Because the biggest sign of things *truly* not going well is not sending a regular investor update.
Here’s how to send an investor update that keeps momentum on your side:
Step one: Pick and stick to a regular schedule for investor updates.
Remember, even sending a bad investor update is better than sending none at all.
Companies die when people become disengaged, apathetic, or burnt out — so it’s a big red flag to investors when you stop sending regular investor updates.
And when you’re really engaged and things are going well, sending an investor update is easy. Who doesn’t want to share good news?!
Step two: Create an investor workspace to house all of your investor updates.
We have an Almanac workspace that serves as a permanent home for our “investor relations.”
This way investors can see all the updates in a place that’s easily accessible to them. Here’s a look our 2022 Investor Relations handbook inside our investor workspace:
Step three: Don’t tell. Show!
Specifically–show your numbers.
Companies that are doing well always lead with numbers.
Even if you’re early on or not doing well, it’s still important to report on numbers. You’re a business, after all.
Investors didn’t give you money to hear your thoughts or feelings. They invested because they want to see you making something people want.
Always show your progress, and include numbers, KPIs, goals, and how you’re tracking.
Step four: Provide substantive product updates.
Show investors that you’re shipping stuff out the door. Include gifs or screenshots of what you’ve built.
The more examples you show of your product, marketing, and what you’re actually doing, the more investors can see how things are moving forward.
Here’s a look at one of the many product gifs we showed investors in our Q1 22 Product Update:
Step five: Make it easy for investors to help you.

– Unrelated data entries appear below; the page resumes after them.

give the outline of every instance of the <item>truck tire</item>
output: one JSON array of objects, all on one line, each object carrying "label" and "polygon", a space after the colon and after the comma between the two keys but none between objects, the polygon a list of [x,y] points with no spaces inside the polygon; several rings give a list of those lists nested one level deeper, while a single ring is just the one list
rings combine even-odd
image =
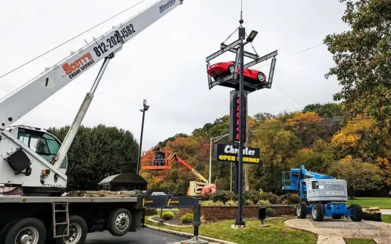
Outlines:
[{"label": "truck tire", "polygon": [[307,205],[304,202],[301,202],[296,207],[296,214],[299,219],[305,219],[307,216]]},{"label": "truck tire", "polygon": [[6,242],[6,237],[7,237],[7,233],[8,233],[10,229],[12,227],[14,224],[22,220],[23,218],[17,219],[15,220],[13,220],[9,222],[0,231],[0,243]]},{"label": "truck tire", "polygon": [[316,204],[312,205],[311,210],[312,219],[315,221],[322,221],[324,218],[323,204]]},{"label": "truck tire", "polygon": [[46,239],[45,225],[37,219],[16,220],[7,225],[3,230],[5,231],[1,237],[1,243],[4,244],[44,244]]},{"label": "truck tire", "polygon": [[353,221],[359,222],[362,220],[362,208],[358,204],[351,204],[350,206],[350,219]]},{"label": "truck tire", "polygon": [[107,230],[115,236],[122,236],[129,231],[132,224],[132,215],[126,208],[113,211],[107,220]]},{"label": "truck tire", "polygon": [[[65,216],[59,218],[57,223],[67,222]],[[84,219],[77,215],[69,216],[69,236],[55,238],[56,244],[83,244],[87,238],[87,224]],[[67,225],[59,225],[56,228],[56,234],[67,234]]]}]

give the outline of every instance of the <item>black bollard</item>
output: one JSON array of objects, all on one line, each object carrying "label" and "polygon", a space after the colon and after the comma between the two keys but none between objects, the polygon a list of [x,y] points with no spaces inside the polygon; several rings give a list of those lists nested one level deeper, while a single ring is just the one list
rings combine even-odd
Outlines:
[{"label": "black bollard", "polygon": [[208,244],[209,241],[198,237],[199,227],[201,225],[201,204],[198,204],[193,209],[193,226],[194,237],[187,240],[182,240],[181,244]]}]

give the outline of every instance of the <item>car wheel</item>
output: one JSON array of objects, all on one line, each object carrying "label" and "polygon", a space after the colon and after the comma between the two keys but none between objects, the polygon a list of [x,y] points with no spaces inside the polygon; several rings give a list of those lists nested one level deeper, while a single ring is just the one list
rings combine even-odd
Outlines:
[{"label": "car wheel", "polygon": [[260,82],[264,82],[266,80],[265,75],[262,72],[258,72],[257,75],[257,79]]},{"label": "car wheel", "polygon": [[231,65],[228,67],[228,71],[230,72],[230,74],[233,74],[235,73],[235,66],[234,65]]}]

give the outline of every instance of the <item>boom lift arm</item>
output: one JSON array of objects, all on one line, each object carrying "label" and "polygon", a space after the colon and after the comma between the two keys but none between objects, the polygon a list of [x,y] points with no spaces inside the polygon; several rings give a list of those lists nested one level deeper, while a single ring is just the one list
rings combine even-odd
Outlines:
[{"label": "boom lift arm", "polygon": [[193,174],[197,176],[200,179],[201,179],[203,181],[205,182],[206,184],[209,183],[209,181],[207,179],[206,179],[205,177],[203,176],[201,174],[200,174],[197,170],[194,169],[194,168],[190,166],[190,165],[189,165],[189,164],[185,162],[184,160],[183,160],[183,159],[178,157],[178,156],[177,155],[177,154],[176,154],[175,152],[170,155],[170,157],[168,159],[168,160],[169,160],[170,162],[172,162],[174,160],[176,160],[177,161],[179,162],[182,165],[187,168],[187,169],[188,169],[189,171],[191,171],[191,173],[193,173]]},{"label": "boom lift arm", "polygon": [[[45,191],[49,192],[59,189],[61,189],[60,191],[65,191],[67,176],[65,172],[60,170],[61,164],[109,59],[122,49],[125,43],[181,5],[183,1],[160,0],[152,4],[134,17],[113,26],[99,38],[93,38],[92,42],[76,52],[71,52],[70,56],[52,67],[45,68],[44,72],[2,99],[0,155],[2,158],[0,161],[5,162],[2,162],[0,167],[0,184],[22,187],[23,192],[26,192],[30,187],[43,187],[46,189]],[[30,139],[26,142],[18,139],[20,133],[17,127],[15,127],[16,130],[15,128],[8,129],[10,125],[102,59],[104,59],[104,62],[91,90],[86,95],[60,149],[51,163],[31,148]],[[32,129],[42,133],[39,128]],[[53,139],[55,138],[48,132],[44,134]],[[6,162],[10,167],[7,166]]]}]

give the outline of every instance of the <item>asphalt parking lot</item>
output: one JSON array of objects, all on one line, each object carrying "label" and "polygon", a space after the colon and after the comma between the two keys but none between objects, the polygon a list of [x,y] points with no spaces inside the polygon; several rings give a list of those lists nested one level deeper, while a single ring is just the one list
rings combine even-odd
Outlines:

If you’re looking for introductions to early customers, put together a spreadsheet of your dream customers with a space for investors to name each company they can introduce you to.
Then, write custom intro emails for each company/investor pair, and send them to your investors to forward on. Here’s an example of an email I asked one of our investors to forward on:
That way all your investors have to do is put their name in a box and forward a custom email when they get it. Super easy.
We also gamify our investor asks by giving kudos in our updates to investors who have helped us out over the last month. That way, the rest of our investors know they’re in competition for our recognition.
Investors can provide a lot of value, and it’s up to the founders to unlock that value.
By keeping momentum on your side and providing them with regular updates, you’ll keep your investors excited and ready to help when you come knocking.